MSc Programme in Biochemistry
MSc Programme in Physics


This course in integrative structural biology will introduce the student to a range of methods that can be used, often together, to study protein structures at various levels of resolution. A key thread through the course is the integration of computational and experimental methods. On the experimental side, the greatest focus is on X-ray crystallography, NMR spectroscopy and cryo-electron microscopy, but these can be supplemented by other biophysical techniques (small-angle X-ray and neutron scattering, fluorescence methods and electron paramagnetic resonance) and molecular simulations and modelling. The course will provide a broad background to how NMR, cryo-EM and X-ray crystallography can be used to derive the three-dimensional structures of proteins. Further examples, will include how other biophysical methods, sometimes integrated with computational tools, can be used to study structures when other methods fail or when the systems are highly dynamic. The students will also learn how to analyse and evaluate experimentally derived protein structures. Finally, the course will contain an overview of how computational methods in structural biology, e.g. molecular dynamics simulations, can be used to study the structure and dynamics of proteins, including of intrinsically disordered proteins. We will also discuss how homology modelling and deep-learning-based structure prediction methods can be used to predict the structures of proteins and be used together with experiments. The format for the course is a mixture of lectures, group discussions and journal clubs discussing examples of the how the different methods can be used. A substantial part of the reading material is primary research articles and review articles.

Learning Outcome


  • Understand the fundamental principles in integrative structural biology
  • Understand how protein structures can be determined via X-ray crystallography
  • Understand how protein structures can be determined via NMR spectroscopy
  • Understand the key spectroscopic observables available in NMR
  • Understand how other biophysical techniques can be used to obtain lower resolution structural information
  • To understand the basic principles of simulation techniques and how they can be used together with experimental methods
  • Have an overview of methods for protein structure prediction and homology modelling
  • To have working knowledge on examples of how protein dynamics can affect protein function


  • Have the ability to read and critically evaluate publications containing macromolecular X-ray crystallography or NMR structures/data
  • Be able to, at a rudimentary level, design strategies for structural studies of proteins
  • To compare the strengths, limitations and complementary potential of structural data obtained using techniques based on completely different physical phenomena
  • To be able to use simple methods for protein structure determination
  • To be able to visualize results from molecular simulations


The central competency is to be able to view and understand a broad range of biophysical methods, including those in computers, and to envisage how these methods can be integrated in structural studies of proteins.

See Absalon.

A bachelor degree either in Biochemistry, Chemistry or Nano-technology is required. Other applicants may be admitted on the basis of an evaluation of their individual qualifications. Basic knowledge of protein science, as obtained for example in dedicated protein science courses, is a requirement, as is a previous basic introduction to biophysical techniques.
Two weekly three-hour sessions for seven weeks.
Lectures, student presentations of research papers, group discussions and computer exercises.
  • Category
  • Hours
  • Lectures
  • 26
  • Preparation
  • 160
  • Theory exercises
  • 7
  • Seminar
  • 12
  • Exam
  • 1
  • Total
  • 206
Continuous feedback during the course of the semester
Feedback by final exam (In addition to the grade)
7,5 ECTS
Type of assessment
Oral examination, 20 minutes (20 minutes preparation time)
Exam registration requirements

To be allowed to the final exam, the student has to have participated in minimum 80% of the sessions, to present at least a single paper and have to hand in answers to all questions. The latter must be accepted by the lecturer.

Without aids
Marking scale
7-point grading scale
Censorship form
No external censorship
One internal examiner

The same as ordinary exam.

Students who have fulfilled the 80% presence rule but have not had their hand-ins accepted, have to hand in new answers no later than three weeks before the reexamination.

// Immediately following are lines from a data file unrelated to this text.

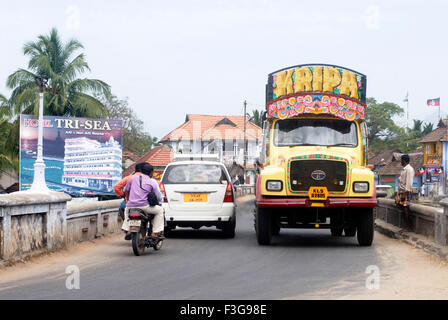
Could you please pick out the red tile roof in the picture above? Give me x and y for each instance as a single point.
(160, 156)
(199, 126)
(383, 158)
(439, 134)
(394, 167)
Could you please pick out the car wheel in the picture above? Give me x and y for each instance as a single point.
(228, 229)
(336, 232)
(350, 232)
(167, 231)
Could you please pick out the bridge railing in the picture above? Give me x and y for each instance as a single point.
(425, 220)
(36, 222)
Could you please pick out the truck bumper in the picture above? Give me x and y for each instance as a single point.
(263, 202)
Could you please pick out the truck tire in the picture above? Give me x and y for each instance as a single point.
(365, 227)
(263, 226)
(275, 229)
(228, 229)
(336, 232)
(350, 231)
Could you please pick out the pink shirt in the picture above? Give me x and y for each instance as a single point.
(138, 196)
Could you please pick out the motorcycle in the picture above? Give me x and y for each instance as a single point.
(140, 227)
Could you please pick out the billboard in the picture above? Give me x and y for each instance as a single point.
(82, 156)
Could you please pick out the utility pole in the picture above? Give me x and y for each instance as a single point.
(39, 184)
(245, 142)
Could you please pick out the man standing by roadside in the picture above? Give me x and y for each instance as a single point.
(405, 188)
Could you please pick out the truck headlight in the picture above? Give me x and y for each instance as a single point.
(274, 185)
(361, 187)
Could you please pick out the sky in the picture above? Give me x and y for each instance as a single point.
(172, 58)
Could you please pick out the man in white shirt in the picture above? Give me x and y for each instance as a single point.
(405, 188)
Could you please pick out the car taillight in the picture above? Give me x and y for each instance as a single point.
(134, 215)
(162, 190)
(229, 193)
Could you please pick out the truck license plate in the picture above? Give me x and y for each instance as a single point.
(195, 197)
(318, 193)
(134, 223)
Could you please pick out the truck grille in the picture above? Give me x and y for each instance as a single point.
(334, 178)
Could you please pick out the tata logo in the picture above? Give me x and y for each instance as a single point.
(318, 175)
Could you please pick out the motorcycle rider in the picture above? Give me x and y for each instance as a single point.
(137, 191)
(118, 188)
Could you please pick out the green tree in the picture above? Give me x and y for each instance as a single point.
(380, 121)
(66, 93)
(135, 138)
(8, 149)
(256, 117)
(427, 128)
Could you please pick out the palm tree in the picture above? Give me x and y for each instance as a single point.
(256, 117)
(66, 94)
(8, 149)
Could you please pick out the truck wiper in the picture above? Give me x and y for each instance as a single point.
(342, 145)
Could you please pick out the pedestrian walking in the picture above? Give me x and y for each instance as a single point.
(405, 188)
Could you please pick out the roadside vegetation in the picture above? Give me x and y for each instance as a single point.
(68, 94)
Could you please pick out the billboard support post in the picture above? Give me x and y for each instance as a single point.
(39, 184)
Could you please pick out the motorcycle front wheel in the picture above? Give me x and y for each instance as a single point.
(138, 241)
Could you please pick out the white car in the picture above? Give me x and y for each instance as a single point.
(198, 193)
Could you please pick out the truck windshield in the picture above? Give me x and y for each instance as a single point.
(315, 132)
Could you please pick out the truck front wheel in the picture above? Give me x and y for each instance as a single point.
(365, 227)
(263, 226)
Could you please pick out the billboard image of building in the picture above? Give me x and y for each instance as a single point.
(82, 156)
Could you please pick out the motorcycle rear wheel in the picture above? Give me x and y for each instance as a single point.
(158, 245)
(138, 241)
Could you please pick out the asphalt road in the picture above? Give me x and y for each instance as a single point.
(202, 265)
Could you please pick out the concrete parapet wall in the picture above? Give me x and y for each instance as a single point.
(32, 222)
(428, 221)
(91, 220)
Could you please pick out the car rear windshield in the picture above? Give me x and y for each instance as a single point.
(194, 173)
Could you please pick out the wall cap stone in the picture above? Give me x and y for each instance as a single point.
(92, 206)
(418, 208)
(31, 197)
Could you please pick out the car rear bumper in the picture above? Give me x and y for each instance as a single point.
(224, 214)
(263, 202)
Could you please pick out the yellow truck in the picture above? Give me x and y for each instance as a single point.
(313, 169)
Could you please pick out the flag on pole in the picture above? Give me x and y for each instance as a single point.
(406, 98)
(433, 102)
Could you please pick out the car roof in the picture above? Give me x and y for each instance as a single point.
(196, 162)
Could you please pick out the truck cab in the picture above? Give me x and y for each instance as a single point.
(313, 173)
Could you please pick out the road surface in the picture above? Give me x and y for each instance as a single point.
(301, 264)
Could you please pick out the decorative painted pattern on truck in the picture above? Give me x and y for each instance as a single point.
(316, 104)
(317, 157)
(363, 126)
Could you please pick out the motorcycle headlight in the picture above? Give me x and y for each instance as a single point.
(361, 187)
(274, 185)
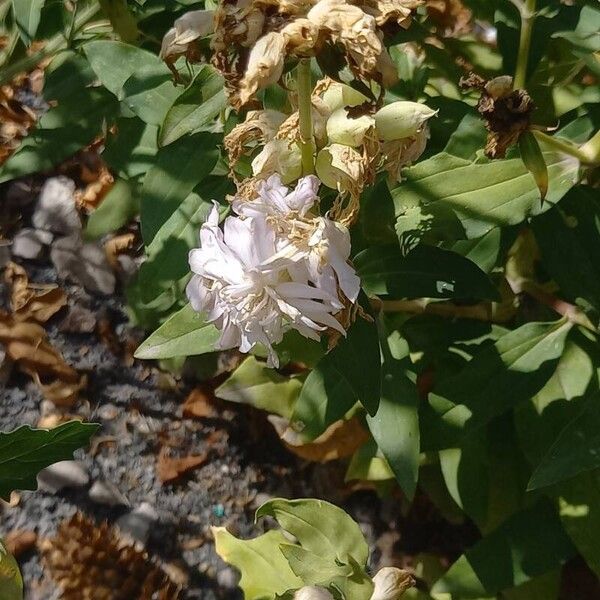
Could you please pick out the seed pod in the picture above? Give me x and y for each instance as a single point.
(338, 95)
(391, 583)
(312, 592)
(533, 159)
(343, 129)
(402, 119)
(340, 168)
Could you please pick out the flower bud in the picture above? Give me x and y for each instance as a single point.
(340, 167)
(278, 156)
(391, 583)
(312, 592)
(338, 95)
(400, 120)
(343, 129)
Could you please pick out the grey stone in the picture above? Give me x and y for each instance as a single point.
(105, 492)
(26, 244)
(64, 474)
(138, 522)
(56, 209)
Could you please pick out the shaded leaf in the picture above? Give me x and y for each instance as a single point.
(186, 333)
(26, 451)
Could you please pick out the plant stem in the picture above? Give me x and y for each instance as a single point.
(305, 116)
(527, 20)
(588, 154)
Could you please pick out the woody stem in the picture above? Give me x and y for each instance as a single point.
(527, 19)
(305, 116)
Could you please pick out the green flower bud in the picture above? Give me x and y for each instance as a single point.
(338, 95)
(403, 119)
(343, 129)
(340, 167)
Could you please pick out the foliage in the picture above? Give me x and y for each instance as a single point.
(474, 352)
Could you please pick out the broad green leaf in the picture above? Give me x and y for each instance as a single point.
(121, 19)
(576, 450)
(395, 426)
(350, 373)
(131, 149)
(27, 14)
(461, 198)
(186, 333)
(11, 583)
(116, 62)
(179, 168)
(265, 571)
(319, 527)
(26, 451)
(426, 271)
(196, 107)
(579, 504)
(117, 208)
(256, 384)
(531, 543)
(569, 240)
(501, 375)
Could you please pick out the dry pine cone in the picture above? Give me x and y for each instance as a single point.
(89, 562)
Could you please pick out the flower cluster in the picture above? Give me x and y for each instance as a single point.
(274, 267)
(253, 38)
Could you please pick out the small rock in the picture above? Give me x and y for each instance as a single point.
(104, 492)
(228, 578)
(64, 474)
(84, 263)
(78, 320)
(138, 522)
(56, 209)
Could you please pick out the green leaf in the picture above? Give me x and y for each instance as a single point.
(576, 450)
(121, 19)
(426, 271)
(265, 571)
(530, 543)
(579, 503)
(11, 583)
(118, 207)
(27, 14)
(26, 451)
(569, 239)
(256, 384)
(179, 167)
(320, 527)
(196, 107)
(395, 426)
(501, 375)
(186, 333)
(467, 199)
(350, 373)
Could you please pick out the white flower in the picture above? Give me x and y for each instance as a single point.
(245, 286)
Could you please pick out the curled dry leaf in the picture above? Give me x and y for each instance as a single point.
(339, 440)
(32, 302)
(171, 469)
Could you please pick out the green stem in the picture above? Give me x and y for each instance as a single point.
(52, 47)
(527, 20)
(588, 154)
(305, 116)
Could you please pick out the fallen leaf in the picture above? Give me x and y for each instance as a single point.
(32, 302)
(171, 469)
(199, 403)
(339, 440)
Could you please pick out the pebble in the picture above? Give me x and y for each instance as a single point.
(105, 492)
(138, 522)
(64, 474)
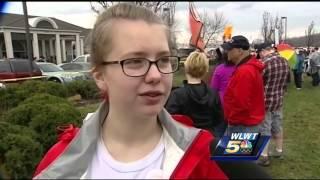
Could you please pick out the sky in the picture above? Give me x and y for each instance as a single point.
(245, 17)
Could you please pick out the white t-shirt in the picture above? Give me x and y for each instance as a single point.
(103, 166)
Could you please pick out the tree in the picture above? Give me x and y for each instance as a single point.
(310, 35)
(212, 25)
(164, 9)
(269, 24)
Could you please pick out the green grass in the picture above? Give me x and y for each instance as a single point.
(301, 125)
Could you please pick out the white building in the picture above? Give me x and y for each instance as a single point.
(53, 39)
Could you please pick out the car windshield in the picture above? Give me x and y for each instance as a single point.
(76, 66)
(50, 68)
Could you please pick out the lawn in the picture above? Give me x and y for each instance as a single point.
(301, 125)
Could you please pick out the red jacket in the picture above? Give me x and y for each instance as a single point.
(244, 96)
(195, 163)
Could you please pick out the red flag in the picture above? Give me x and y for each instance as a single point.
(195, 27)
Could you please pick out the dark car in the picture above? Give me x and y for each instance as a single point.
(82, 67)
(15, 69)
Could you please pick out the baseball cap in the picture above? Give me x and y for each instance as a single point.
(260, 47)
(236, 42)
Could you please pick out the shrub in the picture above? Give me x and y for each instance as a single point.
(19, 152)
(12, 96)
(86, 88)
(43, 113)
(22, 155)
(30, 87)
(9, 98)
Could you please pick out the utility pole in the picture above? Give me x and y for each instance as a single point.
(285, 35)
(26, 22)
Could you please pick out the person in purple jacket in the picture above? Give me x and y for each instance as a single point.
(219, 82)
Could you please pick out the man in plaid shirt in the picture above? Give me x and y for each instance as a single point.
(275, 77)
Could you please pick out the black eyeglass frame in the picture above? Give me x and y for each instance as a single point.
(121, 62)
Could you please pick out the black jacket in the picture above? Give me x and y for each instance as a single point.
(199, 102)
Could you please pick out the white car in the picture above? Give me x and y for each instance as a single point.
(57, 74)
(82, 58)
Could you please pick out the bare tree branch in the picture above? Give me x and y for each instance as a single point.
(310, 35)
(269, 24)
(212, 25)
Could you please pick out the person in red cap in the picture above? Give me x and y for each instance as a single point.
(244, 97)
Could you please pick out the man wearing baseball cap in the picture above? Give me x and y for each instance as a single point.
(275, 76)
(244, 97)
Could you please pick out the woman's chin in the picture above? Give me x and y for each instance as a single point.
(151, 111)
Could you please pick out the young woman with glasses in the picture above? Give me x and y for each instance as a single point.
(131, 135)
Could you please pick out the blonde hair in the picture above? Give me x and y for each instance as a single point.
(101, 35)
(197, 64)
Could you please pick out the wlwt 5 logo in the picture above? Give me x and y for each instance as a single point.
(240, 146)
(241, 143)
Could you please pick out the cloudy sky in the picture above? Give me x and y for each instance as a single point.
(245, 17)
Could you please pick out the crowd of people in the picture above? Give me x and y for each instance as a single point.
(133, 134)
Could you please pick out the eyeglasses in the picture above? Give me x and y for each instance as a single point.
(136, 67)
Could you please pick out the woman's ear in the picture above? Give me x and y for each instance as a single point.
(99, 78)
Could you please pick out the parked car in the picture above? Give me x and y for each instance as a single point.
(57, 74)
(82, 58)
(82, 67)
(18, 69)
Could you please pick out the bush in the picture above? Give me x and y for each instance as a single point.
(28, 88)
(19, 152)
(22, 155)
(9, 98)
(12, 96)
(43, 113)
(87, 89)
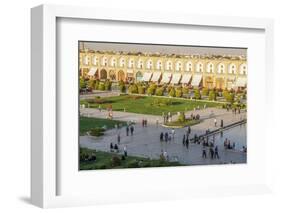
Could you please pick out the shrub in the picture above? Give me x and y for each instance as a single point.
(91, 84)
(133, 88)
(107, 85)
(205, 91)
(212, 95)
(178, 92)
(185, 90)
(197, 94)
(141, 89)
(172, 92)
(100, 166)
(133, 164)
(159, 91)
(169, 88)
(115, 161)
(101, 86)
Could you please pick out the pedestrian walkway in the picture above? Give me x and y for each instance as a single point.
(146, 143)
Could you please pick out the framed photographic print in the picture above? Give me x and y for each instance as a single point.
(146, 105)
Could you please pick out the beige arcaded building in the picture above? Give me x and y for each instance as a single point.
(211, 71)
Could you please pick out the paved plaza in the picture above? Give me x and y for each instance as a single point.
(145, 142)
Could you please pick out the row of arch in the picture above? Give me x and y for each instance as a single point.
(179, 65)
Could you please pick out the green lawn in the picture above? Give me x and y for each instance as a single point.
(89, 123)
(146, 104)
(104, 161)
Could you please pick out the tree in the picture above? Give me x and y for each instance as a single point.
(141, 89)
(97, 84)
(181, 117)
(159, 91)
(172, 92)
(82, 83)
(197, 94)
(101, 86)
(91, 84)
(107, 85)
(205, 91)
(151, 89)
(122, 86)
(212, 95)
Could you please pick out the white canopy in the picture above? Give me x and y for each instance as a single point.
(196, 79)
(186, 78)
(166, 78)
(231, 78)
(92, 71)
(241, 82)
(156, 76)
(147, 76)
(176, 78)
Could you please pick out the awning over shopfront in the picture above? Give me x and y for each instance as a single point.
(241, 82)
(196, 80)
(176, 78)
(230, 78)
(166, 78)
(186, 78)
(92, 71)
(147, 76)
(156, 76)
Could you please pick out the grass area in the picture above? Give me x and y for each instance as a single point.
(86, 124)
(104, 160)
(148, 105)
(182, 124)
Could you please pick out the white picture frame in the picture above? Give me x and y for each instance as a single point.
(44, 155)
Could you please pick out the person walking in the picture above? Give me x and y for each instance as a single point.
(212, 153)
(125, 150)
(127, 130)
(118, 138)
(173, 133)
(204, 154)
(187, 143)
(217, 153)
(132, 129)
(221, 123)
(215, 122)
(166, 136)
(161, 136)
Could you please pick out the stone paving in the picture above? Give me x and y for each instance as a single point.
(145, 141)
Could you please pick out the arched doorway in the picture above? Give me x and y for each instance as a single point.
(139, 76)
(112, 75)
(220, 84)
(103, 74)
(121, 75)
(209, 82)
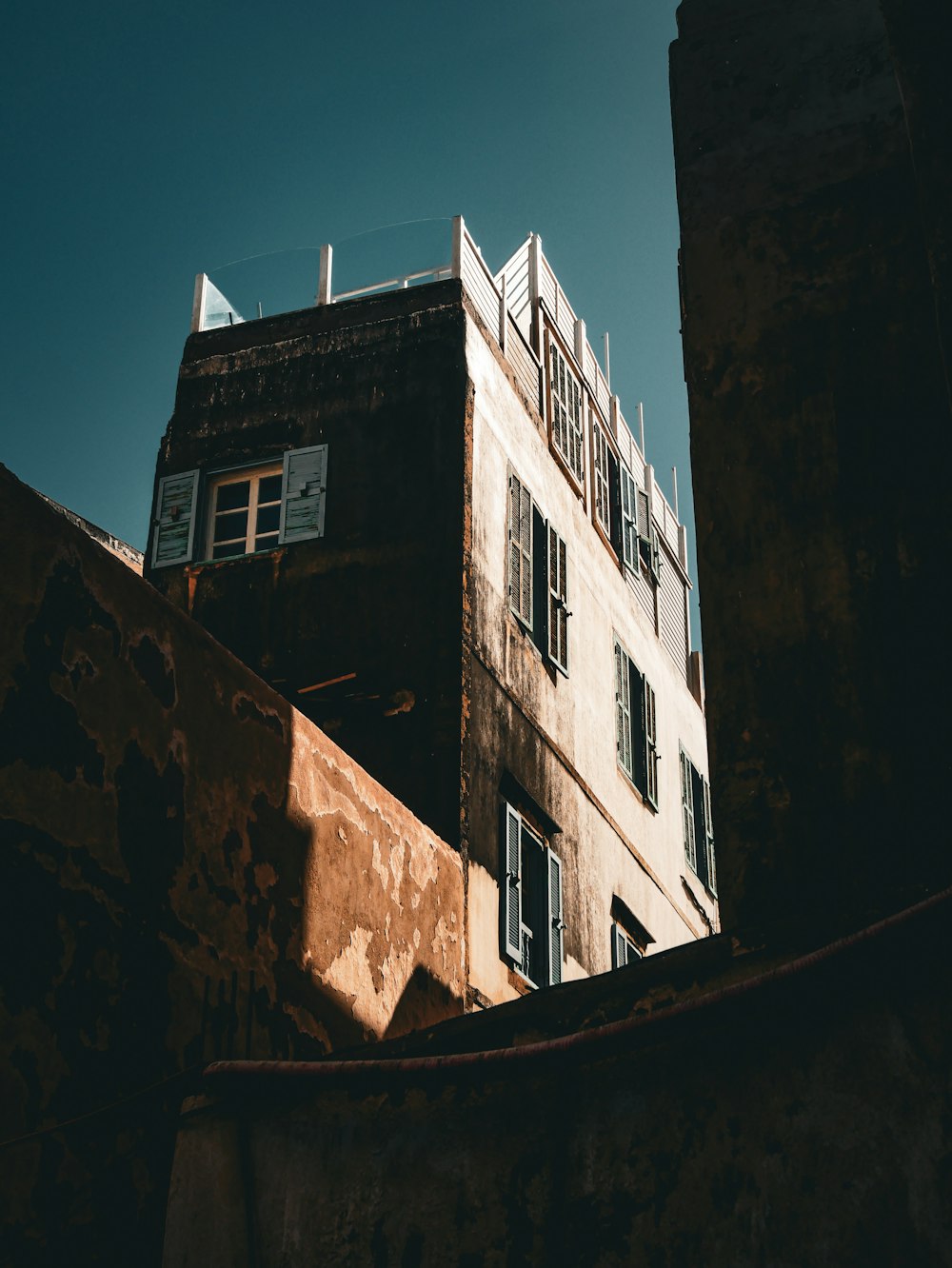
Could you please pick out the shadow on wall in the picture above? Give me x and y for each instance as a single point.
(157, 858)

If the requirement of 80% participation in the sessions is not fulfilled, the student must take the course again the next year.

Criteria for exam assesment

In order to achieve the grade 12 the student should be able to demonstrate a substantial amount of the knowledge, skills and competencies described under "Learning outcome".
The student should also have participated actively in the lectures, contributed actively in the student presentations, in both cases as outlined above.